For more information about Viva!s campaign against foie-gras, visit www.viva.org.uk/foiegras or call 0117 944 1000.
For more information about this media release and high quality print ready photos from the investigation, call Justin Kerswell on 0117 944 1000 or email email@example.com.
Notes to Editors
Viva! will be holding an online Day of Action encouraging consumers to contact Amazon en masse on Saturday 9 March, 2013. More details at www.viva.org.uk/amazon
* On the UK Amazon Marketplace grocery section there are over a hundred products available to buy containing foie-gras. Amazon sell foie-gras themselves and allow third-part companies to do so, too. Amazon currently prohibit the sale of animal products containing whale or dolphin on their Marketplace.
** Viva! is working in association with French group Stop Gavage/L214 to expose the true face of foie-gras production in France where the vast majority is still produced.
Over 97 per cent of birds used in foie-gras production in France are ducks, most of which are tightly caged during force-feeding.
A recent investigation at a farm belonging to a producer (Labeyrie), whose products are currently on sale on Amazon, shows distressing scenes of ducks being force-fed huge amounts of grain with pneumatic pumps.
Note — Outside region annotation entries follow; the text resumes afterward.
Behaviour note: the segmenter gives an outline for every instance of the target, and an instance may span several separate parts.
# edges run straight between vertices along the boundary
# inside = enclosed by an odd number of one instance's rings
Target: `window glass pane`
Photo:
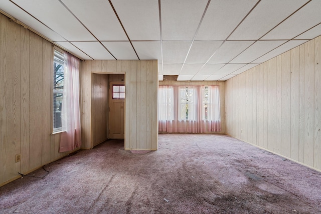
[[[114,92],[118,92],[119,91],[119,86],[112,86],[112,91]]]
[[[64,54],[54,50],[53,73],[53,128],[56,131],[61,128],[61,106],[64,93]]]
[[[112,93],[112,98],[113,99],[119,99],[119,94],[118,92],[114,92]]]
[[[119,93],[119,99],[125,99],[125,93],[124,92],[120,92]]]
[[[112,86],[112,99],[125,99],[125,86]]]

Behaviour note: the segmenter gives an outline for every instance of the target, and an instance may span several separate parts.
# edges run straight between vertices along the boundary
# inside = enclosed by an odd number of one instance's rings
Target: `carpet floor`
[[[0,213],[321,213],[319,172],[225,135],[158,145],[80,150],[1,187]]]

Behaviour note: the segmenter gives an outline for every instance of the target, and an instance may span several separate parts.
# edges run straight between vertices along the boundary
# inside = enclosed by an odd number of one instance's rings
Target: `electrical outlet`
[[[16,155],[16,162],[19,162],[21,160],[21,155],[20,154]]]

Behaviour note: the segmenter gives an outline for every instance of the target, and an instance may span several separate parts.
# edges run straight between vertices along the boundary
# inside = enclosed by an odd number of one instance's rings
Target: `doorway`
[[[108,139],[124,140],[124,79],[123,73],[92,72],[92,146]],[[112,99],[113,85],[122,86],[114,91],[123,99]]]
[[[108,138],[124,139],[124,82],[110,82],[109,91]]]

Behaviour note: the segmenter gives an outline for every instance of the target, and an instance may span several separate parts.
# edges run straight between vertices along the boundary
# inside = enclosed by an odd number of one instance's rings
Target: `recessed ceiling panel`
[[[158,60],[162,62],[160,41],[132,42],[141,60]]]
[[[203,81],[208,78],[210,75],[195,75],[192,78],[192,81]]]
[[[259,41],[231,61],[231,63],[249,63],[266,53],[284,43],[286,41]]]
[[[108,1],[62,2],[99,40],[128,40]]]
[[[66,50],[69,51],[70,53],[75,55],[75,56],[80,58],[82,60],[92,60],[88,56],[87,56],[79,49],[77,48],[75,46],[73,45],[69,42],[58,42],[55,43],[60,46],[61,46]]]
[[[194,41],[186,63],[205,63],[216,51],[223,41]]]
[[[257,0],[211,1],[196,36],[196,40],[226,39],[257,2]]]
[[[129,42],[102,42],[117,60],[138,60]]]
[[[98,42],[73,42],[72,43],[94,60],[115,59]]]
[[[215,52],[208,63],[227,63],[254,41],[226,41]]]
[[[311,40],[321,35],[321,24],[295,37],[296,40]]]
[[[248,64],[246,65],[245,65],[245,66],[242,67],[242,68],[240,68],[239,69],[237,70],[236,71],[234,71],[233,73],[232,73],[231,74],[233,74],[233,75],[237,75],[237,74],[239,74],[245,71],[247,71],[249,69],[251,69],[252,68],[253,68],[253,67],[255,67],[257,65],[259,65],[259,63],[250,63],[250,64]]]
[[[184,63],[191,41],[163,41],[163,63]]]
[[[210,75],[214,74],[217,71],[220,70],[221,68],[225,66],[226,64],[206,64],[202,68],[201,70],[197,73],[198,75]]]
[[[201,68],[203,66],[203,64],[184,64],[180,75],[196,75],[197,72],[201,69]]]
[[[306,2],[306,0],[261,1],[229,39],[258,39]]]
[[[211,75],[206,78],[206,81],[216,81],[224,77],[226,75]]]
[[[321,23],[320,14],[321,1],[312,1],[265,35],[262,39],[293,38]]]
[[[262,63],[267,60],[273,58],[281,54],[282,54],[289,50],[292,49],[303,44],[307,40],[291,40],[284,43],[281,46],[276,48],[275,49],[262,56],[257,60],[254,60],[253,63]]]
[[[232,77],[235,77],[235,75],[226,75],[224,77],[223,77],[223,78],[220,79],[220,80],[222,80],[222,81],[227,80],[229,79],[231,79]]]
[[[94,40],[95,38],[58,1],[14,0],[46,25],[68,41]]]
[[[178,75],[180,74],[183,64],[163,64],[163,72],[165,75]]]
[[[53,41],[65,41],[60,35],[9,1],[1,2],[1,10]]]
[[[111,2],[131,40],[160,39],[158,1],[113,0]]]
[[[178,81],[189,81],[193,78],[194,75],[179,75],[177,78]]]
[[[246,65],[246,64],[228,64],[216,72],[215,74],[220,75],[231,74],[234,71]]]
[[[162,0],[162,29],[164,40],[192,40],[207,0]]]

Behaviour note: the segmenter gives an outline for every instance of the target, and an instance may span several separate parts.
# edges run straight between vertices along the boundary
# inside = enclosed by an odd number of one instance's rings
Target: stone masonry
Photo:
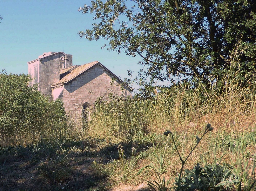
[[[109,93],[131,95],[132,88],[124,87],[123,82],[98,61],[73,66],[72,55],[45,54],[28,63],[32,78],[31,85],[38,83],[42,94],[54,100],[62,100],[67,115],[79,127],[82,126],[84,106],[93,107],[97,98],[107,100]]]

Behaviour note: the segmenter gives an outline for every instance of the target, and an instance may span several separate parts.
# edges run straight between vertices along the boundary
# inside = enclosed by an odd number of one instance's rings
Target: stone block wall
[[[113,77],[104,68],[97,65],[64,85],[59,97],[61,97],[63,100],[67,114],[74,119],[79,126],[81,126],[84,104],[88,103],[92,105],[97,97],[107,99],[110,93],[119,96],[123,94],[130,95],[129,90],[121,90],[121,86],[117,82],[115,82],[115,85],[110,85]],[[53,93],[58,91],[60,91],[60,89],[54,89]]]
[[[52,84],[60,80],[60,67],[63,67],[64,63],[65,68],[72,66],[72,56],[58,52],[42,58],[40,61],[39,90],[43,94],[51,96]]]

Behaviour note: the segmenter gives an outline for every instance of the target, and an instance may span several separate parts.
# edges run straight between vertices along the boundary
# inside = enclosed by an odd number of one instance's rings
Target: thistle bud
[[[170,131],[164,131],[164,132],[163,132],[163,134],[164,134],[166,136],[168,136],[168,135],[169,134],[170,132]]]

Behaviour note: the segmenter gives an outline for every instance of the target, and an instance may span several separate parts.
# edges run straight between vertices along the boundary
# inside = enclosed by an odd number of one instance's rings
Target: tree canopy
[[[81,37],[139,55],[146,76],[210,83],[231,70],[244,82],[256,72],[254,0],[94,0],[79,10],[95,21]]]

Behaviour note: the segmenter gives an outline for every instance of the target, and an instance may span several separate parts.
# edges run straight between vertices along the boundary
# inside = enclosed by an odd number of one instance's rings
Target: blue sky
[[[127,71],[138,71],[139,57],[118,54],[89,41],[78,32],[91,28],[92,15],[78,11],[90,1],[0,0],[0,69],[27,74],[27,63],[44,52],[64,51],[73,55],[73,65],[98,60],[122,79]]]

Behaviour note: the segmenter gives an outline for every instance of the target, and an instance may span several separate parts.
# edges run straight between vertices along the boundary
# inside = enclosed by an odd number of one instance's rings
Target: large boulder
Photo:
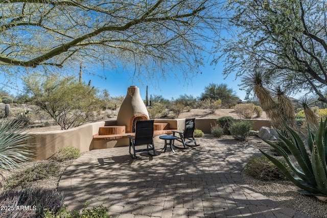
[[[258,135],[263,139],[266,140],[277,140],[279,138],[277,131],[274,129],[267,127],[262,127]]]

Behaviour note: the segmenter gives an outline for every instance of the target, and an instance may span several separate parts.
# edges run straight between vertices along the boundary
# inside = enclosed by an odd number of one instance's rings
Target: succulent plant
[[[278,160],[260,150],[278,167],[285,176],[302,190],[302,194],[316,197],[320,200],[327,197],[327,119],[321,120],[315,134],[308,128],[308,148],[299,135],[286,126],[290,139],[278,133],[281,140],[294,156],[300,169],[296,166],[287,152],[277,144],[264,140],[283,155],[292,174]],[[310,154],[308,155],[308,153]]]
[[[10,113],[10,105],[7,104],[5,105],[5,117],[9,116]]]

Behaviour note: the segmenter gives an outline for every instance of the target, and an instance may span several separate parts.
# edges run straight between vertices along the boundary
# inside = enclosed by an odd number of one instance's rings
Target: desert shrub
[[[287,147],[287,146],[286,146],[286,144],[285,144],[285,143],[284,143],[283,142],[283,141],[282,141],[281,140],[278,140],[277,141],[274,141],[274,143],[275,143],[275,144],[276,144],[276,145],[279,146],[279,147],[281,147],[287,154],[291,154],[291,152],[290,151],[290,150],[289,150],[288,148]],[[273,152],[275,152],[276,154],[278,154],[278,155],[282,155],[282,154],[279,154],[279,152],[277,150],[276,150],[276,149],[275,149],[273,147],[270,148],[270,151]]]
[[[284,165],[285,163],[282,161]],[[277,167],[264,155],[253,156],[249,159],[245,168],[245,173],[256,179],[263,181],[285,180],[286,177]]]
[[[327,108],[320,109],[318,111],[317,113],[323,120],[327,117]]]
[[[229,127],[230,134],[238,140],[245,140],[252,129],[252,124],[247,120],[233,122]]]
[[[7,190],[0,195],[0,205],[12,206],[15,209],[0,211],[0,217],[43,217],[44,209],[56,213],[63,206],[63,200],[62,192],[41,188]],[[31,210],[15,209],[21,206],[31,207]]]
[[[27,127],[31,124],[31,118],[29,115],[29,111],[24,111],[20,112],[16,115],[15,122],[19,123],[19,125],[23,127]]]
[[[60,169],[60,166],[55,162],[40,163],[13,174],[6,179],[5,187],[7,189],[24,188],[30,182],[57,175]]]
[[[201,130],[198,130],[196,129],[194,130],[194,132],[193,132],[193,135],[196,138],[199,138],[200,137],[204,136],[204,133]]]
[[[301,126],[306,121],[305,118],[295,118],[295,122],[298,126]]]
[[[295,110],[295,118],[305,118],[305,111],[303,108],[297,108]]]
[[[224,129],[224,134],[230,135],[229,132],[229,127],[230,124],[233,122],[234,118],[231,116],[222,116],[217,119],[217,122],[218,123],[220,127]]]
[[[92,209],[87,208],[89,203],[86,201],[84,205],[84,208],[81,212],[78,210],[75,210],[72,214],[66,211],[67,206],[65,205],[61,208],[58,212],[54,212],[46,210],[44,218],[84,218],[84,217],[97,217],[97,218],[109,218],[108,215],[108,208],[102,205],[94,207]]]
[[[176,103],[182,104],[185,107],[192,108],[196,108],[196,98],[192,94],[188,95],[184,94],[179,95],[178,98],[175,100]]]
[[[251,119],[254,113],[254,105],[253,104],[240,104],[235,105],[235,112],[241,117]]]
[[[317,106],[312,107],[310,109],[315,114],[318,114],[318,112],[319,110],[319,107]]]
[[[260,117],[262,115],[263,110],[261,107],[258,105],[254,106],[254,113],[256,114],[257,117]]]
[[[169,107],[169,109],[173,111],[173,113],[176,116],[175,118],[176,118],[185,109],[185,106],[181,103],[176,103],[171,105]]]
[[[62,130],[94,122],[101,110],[98,90],[79,82],[74,77],[55,74],[42,77],[35,73],[23,80],[26,93]]]
[[[156,119],[162,117],[162,112],[166,110],[166,106],[164,104],[155,102],[151,107],[147,107],[149,116],[151,119]]]
[[[2,99],[2,103],[4,104],[12,104],[14,100],[10,97],[4,97]]]
[[[185,109],[187,112],[191,111],[191,110],[192,110],[192,107],[189,106],[185,107]]]
[[[80,156],[81,152],[79,149],[71,146],[65,146],[59,148],[51,156],[51,159],[56,161],[62,162],[77,159]]]
[[[215,126],[212,125],[211,129],[210,130],[211,134],[212,134],[214,136],[217,137],[218,138],[220,138],[224,133],[223,129],[218,124],[215,124]]]
[[[211,113],[214,113],[216,110],[221,107],[221,100],[218,99],[215,100],[212,99],[205,99],[201,101],[202,107],[205,109],[208,109]]]

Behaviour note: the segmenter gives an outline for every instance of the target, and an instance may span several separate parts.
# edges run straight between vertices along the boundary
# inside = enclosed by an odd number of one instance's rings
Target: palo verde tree
[[[33,74],[24,79],[26,93],[36,105],[49,114],[62,130],[94,121],[101,102],[98,91],[74,77],[46,77]]]
[[[308,90],[327,102],[327,7],[323,0],[230,1],[230,23],[220,58],[224,74],[253,71],[257,65],[273,84]],[[219,44],[220,45],[221,44]],[[219,58],[215,60],[218,61]]]
[[[137,78],[161,77],[168,68],[179,67],[190,72],[183,75],[187,77],[202,64],[204,43],[219,36],[224,4],[0,0],[0,71],[13,76],[22,69],[39,72],[41,66],[84,62],[110,69],[132,66]]]

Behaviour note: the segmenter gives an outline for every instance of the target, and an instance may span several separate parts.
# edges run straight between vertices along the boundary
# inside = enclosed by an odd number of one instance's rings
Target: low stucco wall
[[[59,148],[73,146],[81,152],[89,151],[92,147],[93,135],[97,133],[105,122],[87,124],[66,130],[50,132],[29,132],[34,137],[27,141],[36,146],[35,159],[45,160],[51,157]]]
[[[238,119],[236,119],[238,120]],[[252,122],[252,130],[259,131],[261,127],[271,127],[270,122],[268,119],[246,119]],[[195,128],[201,130],[205,133],[210,133],[211,126],[217,124],[217,119],[195,119]]]
[[[217,119],[195,119],[195,128],[206,133],[210,133],[211,125],[215,125]],[[253,122],[253,130],[259,130],[262,126],[270,127],[268,120],[251,120]],[[177,129],[182,132],[185,126],[185,119],[155,119],[154,123],[168,123],[171,129]],[[93,135],[98,133],[100,127],[110,126],[114,120],[100,122],[87,124],[75,128],[50,132],[30,132],[34,137],[27,141],[36,145],[35,159],[45,160],[50,157],[59,148],[73,146],[85,152],[92,149],[128,146],[128,138],[112,140],[94,140]],[[159,141],[158,136],[154,138],[155,142]]]

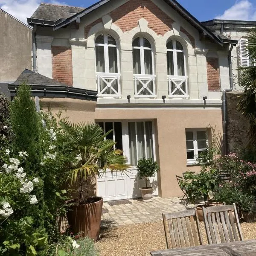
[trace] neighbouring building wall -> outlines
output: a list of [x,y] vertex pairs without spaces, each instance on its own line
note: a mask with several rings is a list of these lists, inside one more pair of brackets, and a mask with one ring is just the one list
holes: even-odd
[[0,9],[0,82],[31,70],[32,48],[32,29]]
[[247,131],[250,127],[248,120],[237,110],[239,102],[238,97],[241,93],[231,92],[227,93],[227,150],[232,152],[239,147],[245,147],[248,142]]

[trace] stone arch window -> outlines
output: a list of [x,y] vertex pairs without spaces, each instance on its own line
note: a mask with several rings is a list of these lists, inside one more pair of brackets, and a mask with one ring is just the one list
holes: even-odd
[[169,97],[187,98],[186,60],[183,46],[173,39],[167,42],[166,47]]
[[108,34],[99,35],[95,54],[98,96],[120,97],[119,50],[114,38]]
[[151,44],[143,36],[132,43],[134,95],[138,97],[155,97],[154,53]]

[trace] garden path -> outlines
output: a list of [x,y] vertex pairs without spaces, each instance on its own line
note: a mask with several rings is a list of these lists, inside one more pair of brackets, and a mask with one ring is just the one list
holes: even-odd
[[[189,204],[186,207],[186,202],[183,201],[180,204],[180,200],[177,197],[162,198],[155,197],[149,203],[142,202],[142,199],[129,199],[125,200],[127,204],[112,206],[108,204],[111,204],[111,202],[105,202],[102,219],[112,219],[119,226],[151,222],[162,220],[162,212],[180,211],[195,206]],[[107,210],[108,212],[106,212]]]

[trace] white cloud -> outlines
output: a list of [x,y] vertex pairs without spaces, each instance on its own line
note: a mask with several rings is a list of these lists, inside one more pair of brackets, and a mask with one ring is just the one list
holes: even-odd
[[215,19],[221,20],[256,20],[256,6],[248,0],[236,1],[235,4],[224,12],[222,15]]
[[[0,8],[26,24],[26,18],[31,16],[41,0],[0,0]],[[55,0],[48,1],[54,4],[65,4]]]

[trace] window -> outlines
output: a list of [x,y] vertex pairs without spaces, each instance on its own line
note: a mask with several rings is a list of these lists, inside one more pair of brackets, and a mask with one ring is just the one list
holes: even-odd
[[188,129],[186,131],[188,163],[195,163],[200,153],[206,149],[208,144],[206,130]]
[[118,148],[122,150],[122,122],[99,122],[97,123],[101,126],[104,134],[109,132],[111,130],[113,130],[107,136],[105,137],[105,139],[113,140],[116,142],[116,145],[114,145],[114,148]]
[[248,40],[245,38],[239,39],[239,45],[237,47],[238,64],[239,67],[256,66],[256,61],[250,58],[249,51],[247,48]]
[[128,122],[130,163],[136,166],[143,157],[154,158],[151,122]]
[[102,34],[95,41],[96,72],[99,96],[120,96],[119,52],[114,38]]
[[136,166],[142,157],[155,160],[153,122],[99,122],[104,133],[112,130],[106,139],[113,140],[114,148],[123,150],[132,166]]
[[134,40],[132,47],[134,94],[154,97],[155,76],[151,44],[147,39],[141,37]]
[[169,96],[172,97],[187,97],[187,77],[183,47],[176,40],[169,41],[166,47]]

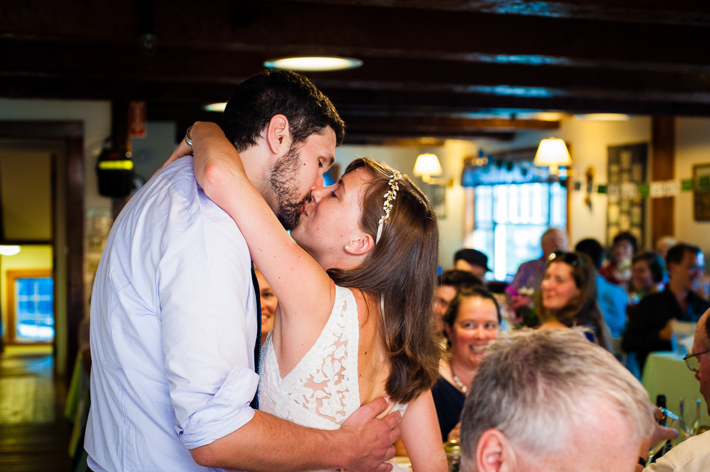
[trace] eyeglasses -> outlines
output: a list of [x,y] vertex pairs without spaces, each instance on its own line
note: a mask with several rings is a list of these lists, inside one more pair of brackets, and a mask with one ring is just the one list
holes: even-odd
[[703,352],[699,352],[697,354],[688,354],[683,358],[685,361],[685,365],[688,366],[688,368],[693,372],[697,372],[700,370],[700,358],[698,356],[701,354],[706,354],[710,352],[710,351],[704,351]]
[[564,262],[574,266],[579,264],[584,267],[584,260],[575,253],[568,253],[566,251],[555,251],[547,258],[550,262]]

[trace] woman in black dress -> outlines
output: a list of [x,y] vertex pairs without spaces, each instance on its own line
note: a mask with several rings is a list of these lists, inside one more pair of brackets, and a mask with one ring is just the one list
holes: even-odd
[[483,287],[464,288],[444,317],[449,356],[439,366],[440,377],[432,388],[443,441],[457,436],[464,400],[484,350],[501,332],[501,311],[493,294]]

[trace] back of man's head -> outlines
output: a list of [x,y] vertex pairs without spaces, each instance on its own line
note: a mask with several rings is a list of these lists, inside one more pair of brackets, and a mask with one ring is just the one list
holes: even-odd
[[444,270],[439,276],[439,285],[449,285],[459,290],[463,287],[481,287],[483,282],[468,270],[451,269]]
[[239,152],[256,144],[271,118],[288,119],[294,143],[330,126],[336,145],[345,135],[345,124],[335,107],[308,79],[288,70],[267,70],[240,84],[227,102],[222,127]]
[[543,460],[572,446],[564,441],[585,430],[600,407],[618,412],[639,444],[653,430],[646,391],[580,331],[538,329],[491,343],[461,415],[462,470],[477,470],[479,440],[488,429],[501,432],[515,451]]
[[574,251],[586,254],[594,262],[594,267],[599,270],[601,268],[601,260],[604,256],[604,248],[599,241],[592,238],[582,239],[574,246]]
[[670,267],[671,263],[674,264],[683,263],[683,258],[685,257],[687,252],[695,256],[700,252],[700,248],[694,244],[688,244],[687,243],[676,244],[669,249],[668,253],[666,254],[666,266]]

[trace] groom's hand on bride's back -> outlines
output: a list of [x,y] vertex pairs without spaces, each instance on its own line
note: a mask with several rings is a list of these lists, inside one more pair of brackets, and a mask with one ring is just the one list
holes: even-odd
[[340,432],[347,434],[341,443],[348,456],[352,458],[347,468],[356,472],[389,472],[392,464],[383,463],[394,457],[393,444],[399,437],[399,412],[381,419],[377,417],[389,408],[388,397],[380,397],[364,405],[345,420]]

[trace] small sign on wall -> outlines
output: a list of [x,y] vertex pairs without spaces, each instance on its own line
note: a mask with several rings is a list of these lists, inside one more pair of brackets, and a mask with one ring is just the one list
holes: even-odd
[[146,102],[129,102],[129,134],[131,138],[146,137]]
[[710,221],[710,164],[693,166],[693,207],[695,221]]

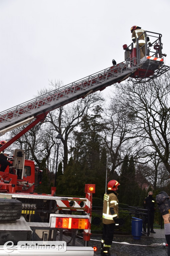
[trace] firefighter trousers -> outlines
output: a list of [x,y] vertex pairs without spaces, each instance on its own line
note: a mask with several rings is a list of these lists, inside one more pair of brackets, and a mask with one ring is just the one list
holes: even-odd
[[115,224],[103,224],[103,231],[102,239],[104,241],[104,246],[108,246],[107,247],[110,247],[114,236]]

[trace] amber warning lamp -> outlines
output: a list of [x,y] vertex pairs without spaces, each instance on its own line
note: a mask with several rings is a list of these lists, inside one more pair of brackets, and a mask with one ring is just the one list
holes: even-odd
[[85,184],[85,193],[95,193],[95,184]]

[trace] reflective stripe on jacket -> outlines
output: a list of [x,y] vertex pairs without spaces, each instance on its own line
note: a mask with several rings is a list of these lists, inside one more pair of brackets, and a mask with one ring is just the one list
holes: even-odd
[[[114,193],[104,195],[103,208],[103,222],[104,224],[110,224],[114,223],[113,218],[118,216],[118,200],[117,195],[118,194],[114,191]],[[115,213],[113,215],[111,214],[110,208],[113,208]]]
[[[145,34],[143,34],[145,32],[143,29],[136,29],[133,30],[132,33],[131,39],[132,41],[134,41],[136,38],[139,37],[138,40],[139,44],[144,44],[146,43],[145,40]],[[143,35],[142,34],[143,34]],[[135,45],[136,44],[136,41],[135,42]]]

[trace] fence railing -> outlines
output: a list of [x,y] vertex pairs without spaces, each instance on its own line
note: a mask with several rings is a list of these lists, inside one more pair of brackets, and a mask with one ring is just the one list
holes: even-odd
[[[92,207],[91,230],[94,234],[102,234],[103,232],[102,207]],[[119,217],[123,219],[124,223],[120,225],[118,229],[115,230],[115,234],[128,235],[131,233],[131,220],[132,217],[142,219],[143,225],[146,224],[146,234],[148,236],[150,234],[150,210],[142,207],[129,206],[128,208],[119,208]],[[155,215],[156,215],[155,216]],[[159,211],[156,208],[155,212],[155,219],[156,224],[154,228],[164,228],[163,221]],[[147,221],[146,221],[146,220]],[[144,232],[143,232],[144,233]],[[146,234],[146,233],[145,233]]]

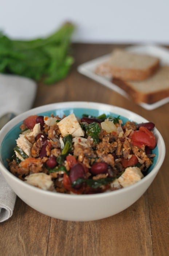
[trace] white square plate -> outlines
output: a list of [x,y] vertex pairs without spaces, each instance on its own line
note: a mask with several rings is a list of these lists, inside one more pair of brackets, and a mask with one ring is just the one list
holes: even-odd
[[[142,45],[131,46],[126,48],[127,50],[138,53],[145,53],[159,58],[161,65],[169,65],[169,50],[166,48],[156,45]],[[97,81],[101,84],[111,89],[126,98],[129,98],[127,94],[116,84],[113,83],[111,79],[95,74],[96,67],[106,61],[110,58],[110,54],[87,61],[78,67],[78,71],[84,75]],[[169,97],[161,99],[152,104],[140,102],[139,105],[148,110],[154,109],[169,102]]]

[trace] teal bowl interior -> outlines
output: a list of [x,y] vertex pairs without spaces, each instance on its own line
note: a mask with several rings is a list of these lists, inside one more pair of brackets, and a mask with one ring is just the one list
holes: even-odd
[[[37,114],[39,116],[50,116],[52,114],[53,114],[55,116],[58,116],[60,117],[62,117],[64,115],[68,116],[73,113],[74,113],[76,116],[79,117],[81,117],[83,114],[87,114],[96,117],[98,116],[103,113],[105,114],[107,117],[111,116],[117,117],[119,115],[109,111],[83,108],[66,108],[65,109],[62,108],[62,109],[53,109],[48,111],[38,113]],[[125,124],[127,121],[129,120],[128,119],[121,115],[120,116],[120,118],[122,120],[123,124]],[[130,121],[134,121],[134,120],[130,120]],[[4,138],[1,145],[0,154],[1,154],[3,163],[7,169],[8,169],[8,163],[6,159],[9,159],[12,155],[13,148],[16,144],[15,140],[17,139],[19,136],[19,132],[20,131],[19,127],[22,123],[21,121],[15,125],[8,132]],[[155,148],[153,150],[153,153],[155,154],[156,155],[155,157],[153,158],[153,163],[149,168],[148,173],[149,173],[151,172],[157,162],[158,155],[157,146],[156,146]]]

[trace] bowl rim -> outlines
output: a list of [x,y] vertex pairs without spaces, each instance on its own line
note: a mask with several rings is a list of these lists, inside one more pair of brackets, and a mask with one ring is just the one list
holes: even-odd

These birds are in group cages which are theoretically a welfare improvement over individual cages used by most foie-gras producers for ducks in France. However, to incapacitate them and prevent them from avoiding being force-fed, an automatic bar pins the ducks to the floor of the cage.
Ducks can bruise easily, and it is feared that this new system will add to the suffering of Frances 38-40 million birds force-fed annually.
*** 192 tonnes of foie-gras was imported into the UK in 2010 according to French industry figures. The UK consumes more French foie-gras than Germany, twice as much as Italy and four times more than Holland. (Commerce extérieur francais: foie-gras. FranceAgriMer, November 2011). This represents a value of 3.54 million (around £2.85 million) per year. According to import figures this has increased from 127 tonnes in 2006. More details.
Farming minister David Heath has recently suggested consumers boycott foie-gras. Viva! has written to David Heath to point out potential loopholes in trade rules which mean Britain could ban the importation of foie-gras (letter on request).